The apartment, unassuming as it is, was designed in 1938 by Werner Noffke, for a Miss Maude Thoburn. The building is a fairly simple but unique-to-Ottawa modern design, the brick long since painted over. In spite of his talent and local stature, Noffke being the architect isn’t the only interesting part of the story.

Maude Thoburn was the daughter of Daniel and Jennie Thoburn. Daniel was the printer foreman at the Evening Journal. She was their oldest child and born on May 9, 1892. Daniel, his wife Jennie, and four daughters lived small 1½ storey home at 293 Lisgar from about 1880 until at least 1916. By the 1920s, however, the family had moved into a larger home nearby at 357 Cooper, the site of Dominion-Chalmers Church rectory today.

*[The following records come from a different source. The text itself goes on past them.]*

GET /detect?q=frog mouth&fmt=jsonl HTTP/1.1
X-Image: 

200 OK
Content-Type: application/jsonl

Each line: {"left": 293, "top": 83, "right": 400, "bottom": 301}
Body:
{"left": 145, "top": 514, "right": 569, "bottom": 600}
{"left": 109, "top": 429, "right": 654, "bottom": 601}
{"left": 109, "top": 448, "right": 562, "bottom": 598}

In the interim, the children went their own ways, with Daniel and Jennie choosing to downsize and move into Snear Miller’s Palace Court (now Annedale Court) Apartments at 407 Elgin. Daniel died in 1931 at age 80 of kidney failure and Jennie in 1933 at age 71 of a “massive collapse of [her] lung” due to “tuberculosis and old age.” Unlike her younger sisters, Maud never did get married nor did she reside with a long-term companion. Indeed, aside from the short period between 1931 and 1933, when her mother resided with her in the Victoria Apartments at 250 Frank, she lived alone her entire adult life.

Maud worked as a Departmental Inspector with the Post Office and was quite active in the community, her name frequently found inthe social pages of both the Citizen and the Journal. It is unclear whether she later purchased the lot to construct the apartment, or if the property had remained in the family and she simply inherited it as the eldest daughter following the death of her parents. Nevertheless, she commissioned Werner Noffke to design a six unit apartment building on the lot that she would herself live in.

Maude occupied Apartment No. 4 in her building from its completion in 1939 until 1980, when she moved to 207 MacLaren. At 98 years, it was likely that climbing the stairs to her apartment became challenging and home with an elevator became necessary. She did not live there for long, however, she died the following year. Clearly, a woman who enjoyed a full life and although it’s not for much longer, one whose contribution to Ottawa’s urban fabric has remained with us.